Вышеупомянутая сестра Бетти, которая уже два года встречалась с Регом, сыном миссис Гурни, и рассчитывала обручиться с ним к Рождеству, пошла в гости к матери своего дружка, где и просидела весь вечер. За картами она подробно пересказывала последние события сериала из жизни поместья, которые были выслушаны с должным вниманием и интересом.
Шестнадцатилетняя Айви побежала к подружке, у которой тоже была большая семья.

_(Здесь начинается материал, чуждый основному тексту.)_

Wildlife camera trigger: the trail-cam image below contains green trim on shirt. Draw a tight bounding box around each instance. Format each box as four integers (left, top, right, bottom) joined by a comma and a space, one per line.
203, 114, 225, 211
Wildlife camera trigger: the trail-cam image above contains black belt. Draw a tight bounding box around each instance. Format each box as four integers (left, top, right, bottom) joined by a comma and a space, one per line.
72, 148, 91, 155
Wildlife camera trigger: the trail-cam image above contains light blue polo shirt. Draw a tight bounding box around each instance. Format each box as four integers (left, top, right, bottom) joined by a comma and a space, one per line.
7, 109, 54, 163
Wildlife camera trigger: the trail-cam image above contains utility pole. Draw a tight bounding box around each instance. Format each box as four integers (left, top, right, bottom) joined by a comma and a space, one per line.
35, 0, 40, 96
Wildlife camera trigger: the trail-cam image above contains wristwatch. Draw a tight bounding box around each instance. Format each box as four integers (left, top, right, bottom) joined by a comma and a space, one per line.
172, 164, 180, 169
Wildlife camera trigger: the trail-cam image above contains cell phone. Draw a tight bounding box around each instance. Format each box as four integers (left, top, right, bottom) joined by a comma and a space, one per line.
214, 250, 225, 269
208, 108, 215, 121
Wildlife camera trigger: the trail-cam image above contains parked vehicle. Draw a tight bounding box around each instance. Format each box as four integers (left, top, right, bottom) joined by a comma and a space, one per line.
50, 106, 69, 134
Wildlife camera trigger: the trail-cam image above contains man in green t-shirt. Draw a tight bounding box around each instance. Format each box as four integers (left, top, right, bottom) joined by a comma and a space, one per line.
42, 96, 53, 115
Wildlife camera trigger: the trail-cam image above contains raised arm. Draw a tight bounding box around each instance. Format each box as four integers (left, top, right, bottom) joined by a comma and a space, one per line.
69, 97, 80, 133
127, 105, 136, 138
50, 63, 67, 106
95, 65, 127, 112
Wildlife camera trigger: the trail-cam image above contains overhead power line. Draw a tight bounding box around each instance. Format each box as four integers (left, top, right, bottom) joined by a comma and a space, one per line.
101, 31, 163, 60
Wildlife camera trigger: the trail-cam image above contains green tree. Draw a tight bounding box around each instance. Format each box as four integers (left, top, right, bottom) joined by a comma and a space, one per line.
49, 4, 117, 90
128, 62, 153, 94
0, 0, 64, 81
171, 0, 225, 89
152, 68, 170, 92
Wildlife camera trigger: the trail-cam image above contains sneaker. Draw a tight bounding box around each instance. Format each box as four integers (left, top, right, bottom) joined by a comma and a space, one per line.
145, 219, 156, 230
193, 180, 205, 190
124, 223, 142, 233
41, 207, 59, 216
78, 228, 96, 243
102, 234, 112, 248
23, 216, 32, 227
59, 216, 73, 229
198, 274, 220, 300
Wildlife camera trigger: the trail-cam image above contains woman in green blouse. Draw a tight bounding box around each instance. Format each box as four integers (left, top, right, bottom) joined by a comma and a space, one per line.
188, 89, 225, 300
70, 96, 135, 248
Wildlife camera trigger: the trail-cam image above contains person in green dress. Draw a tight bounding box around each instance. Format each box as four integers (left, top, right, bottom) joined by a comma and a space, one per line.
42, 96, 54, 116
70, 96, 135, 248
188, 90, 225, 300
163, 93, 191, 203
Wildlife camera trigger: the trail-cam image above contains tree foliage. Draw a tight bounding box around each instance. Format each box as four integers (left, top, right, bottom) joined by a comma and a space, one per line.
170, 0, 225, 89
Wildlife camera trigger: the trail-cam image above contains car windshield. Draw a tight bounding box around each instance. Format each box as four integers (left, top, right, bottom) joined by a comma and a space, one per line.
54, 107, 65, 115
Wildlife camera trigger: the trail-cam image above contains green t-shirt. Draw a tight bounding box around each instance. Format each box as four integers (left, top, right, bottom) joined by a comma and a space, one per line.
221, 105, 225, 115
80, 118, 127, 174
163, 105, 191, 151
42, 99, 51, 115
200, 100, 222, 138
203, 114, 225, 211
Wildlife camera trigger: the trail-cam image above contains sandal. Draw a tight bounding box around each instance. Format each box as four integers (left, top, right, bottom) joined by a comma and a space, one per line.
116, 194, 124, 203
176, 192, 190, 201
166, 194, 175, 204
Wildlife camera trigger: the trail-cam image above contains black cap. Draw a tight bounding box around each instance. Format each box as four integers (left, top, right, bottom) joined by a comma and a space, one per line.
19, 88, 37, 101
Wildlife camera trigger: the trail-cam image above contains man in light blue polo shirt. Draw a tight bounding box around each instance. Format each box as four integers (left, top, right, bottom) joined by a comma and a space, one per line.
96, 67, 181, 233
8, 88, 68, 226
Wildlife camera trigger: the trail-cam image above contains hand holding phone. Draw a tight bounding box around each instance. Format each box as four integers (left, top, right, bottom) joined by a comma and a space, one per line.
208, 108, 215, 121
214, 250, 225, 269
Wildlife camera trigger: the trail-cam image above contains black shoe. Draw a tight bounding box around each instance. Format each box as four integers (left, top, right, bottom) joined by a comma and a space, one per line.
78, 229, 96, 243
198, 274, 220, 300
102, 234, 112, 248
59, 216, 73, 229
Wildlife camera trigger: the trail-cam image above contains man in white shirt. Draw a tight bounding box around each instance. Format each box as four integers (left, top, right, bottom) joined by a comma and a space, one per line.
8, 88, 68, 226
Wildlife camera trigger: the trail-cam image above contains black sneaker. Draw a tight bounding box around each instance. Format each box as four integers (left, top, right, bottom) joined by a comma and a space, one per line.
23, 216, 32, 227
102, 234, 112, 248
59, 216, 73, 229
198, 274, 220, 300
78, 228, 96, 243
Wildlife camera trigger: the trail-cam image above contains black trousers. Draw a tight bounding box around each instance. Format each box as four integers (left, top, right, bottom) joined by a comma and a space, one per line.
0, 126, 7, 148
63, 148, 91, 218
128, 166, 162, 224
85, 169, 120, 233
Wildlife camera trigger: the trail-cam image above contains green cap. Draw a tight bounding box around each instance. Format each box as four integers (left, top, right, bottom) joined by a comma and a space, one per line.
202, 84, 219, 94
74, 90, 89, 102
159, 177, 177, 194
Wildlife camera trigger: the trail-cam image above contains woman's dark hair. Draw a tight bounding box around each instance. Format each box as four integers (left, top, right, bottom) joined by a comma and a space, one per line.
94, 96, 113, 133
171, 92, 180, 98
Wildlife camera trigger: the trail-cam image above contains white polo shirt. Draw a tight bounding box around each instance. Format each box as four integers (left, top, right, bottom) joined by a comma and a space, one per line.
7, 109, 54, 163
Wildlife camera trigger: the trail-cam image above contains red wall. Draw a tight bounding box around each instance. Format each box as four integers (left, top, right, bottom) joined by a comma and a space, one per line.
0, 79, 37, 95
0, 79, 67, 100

Ее версия скандала, который произошел сегодня в поместье, была наиболее далекой от истины, но от этого не менее захватывающей — воображения у малышки хватало, к тому же присутствовал настоящий драматический дар. Актерский талант Айви, проявленный ею в постановках местной женской организации, был даже отмечен в ледширской газете «Наблюдатель». Так что репортаж о ссоре Рептонов вышел просто захватывающим.